When I was old enough to pay people myself, I found a great designer to do the icons for Music Rescue 3. Later, when it was time for Music Rescue 4, I found a different awesome designer who stayed with me through my failed GeoCachr project and Clarus. Unfortunately, he moved on to different pastures.
In the meantime, I finally found a designer to work with me on non-icon stuff, like my website and UI design for my apps. He work is great, and we get on very well. Great! I'm finally starting to get over the debacle I experienced when I was 15.
Then, came Music Rescue 5. Since my previous icon designer moved on, I had to find another. I managed to get myself on the books of a great designer, only to never hear from him again. Ok, at least I hadn't paid a deposit. Eventually I found someone with great reputation and work, happily paid my money, and waited. And waited…
Eight months later, I have no icons and no money. After a couple of second chances, I've had enough. I'm not going to see any money for at least another month, and won't get it all back until next year. It's a very good job that 1) I'm poor and 2) Music Rescue 5 has been delayed, otherwise I'd unleash a legal wrath for breach of contract and damages - my original planned date for Music Rescue 5 was just before Christmas, my strongest sales period - this would've cost me those sales. It is not OK to take towards €1,000 of someone's money then go into radio silence for months on end.
So, while that gets resolved, I've come up with a little app for Mac OS X. I need one app icon, five toolbar icons, two menu bar icons and a couple of little overlays. My budget is small but reasonable and I'd like a relatively fast turnaround. I want to give that money to you, the designer, in return for some work done.
I've emailed a few people, with roughly 50% ending up in my "to employ when I have my Music Rescue budget available again" file. I've yet to find anyone hireable for this project, mainly due to my want for a fast turnaround. I'm fairly horrified about the other 50% though — it's like they don't want my money.
Designers! If you'd like to work for small developers who're excited about getting design done for the app they've made and are super-excited about, here are a few tips:
How To Make Me Email You
On your website, have some of your work on show and a pretty but clean website. Have a tiny bit of information about you - where you are, your name. Then, say "Want stuff that's as awesome as this but yours? Get in touch." I'll be filing out that form as fast as I can. No work, and/or lots of waffle about marketing and brand synergising or whatever, and I'll assume you only work for corporates and are way out of my price range.
How Not To Get My Money, Ever
1) In your reply to my long, descriptive email about the project, that states in the first sentence that it's a Mac OS X and Windows application, paste in your standard rates for iOS icons.

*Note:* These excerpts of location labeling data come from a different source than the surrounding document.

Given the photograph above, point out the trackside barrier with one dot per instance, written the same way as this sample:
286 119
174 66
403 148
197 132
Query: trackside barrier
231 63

2) Not reply, even to say "Sorry but I'm super busy".
3) Ignore that I'd like a relatively quick turnaround, lead me on, then say you can't start work until January.
4) Start emailing me but stop mid-conversation. If you suddenly go quiet for a few days, I won't wait.
How To End Up In My "Give Money To Later" List
1) Reply with a quote that's reasonable but out-of-budget for this little app. Show that you've actually read my email all the way through. Don't worry - I'll understand that your prices are worth it and you'll also gain a lot of respect from me. You'll also be on the top of the list of who to employ for the much larger project coming down the road.
2) Reply with a polite email saying that you'd like to work with me, but you can't make the quick turnaround time. Again, respect++.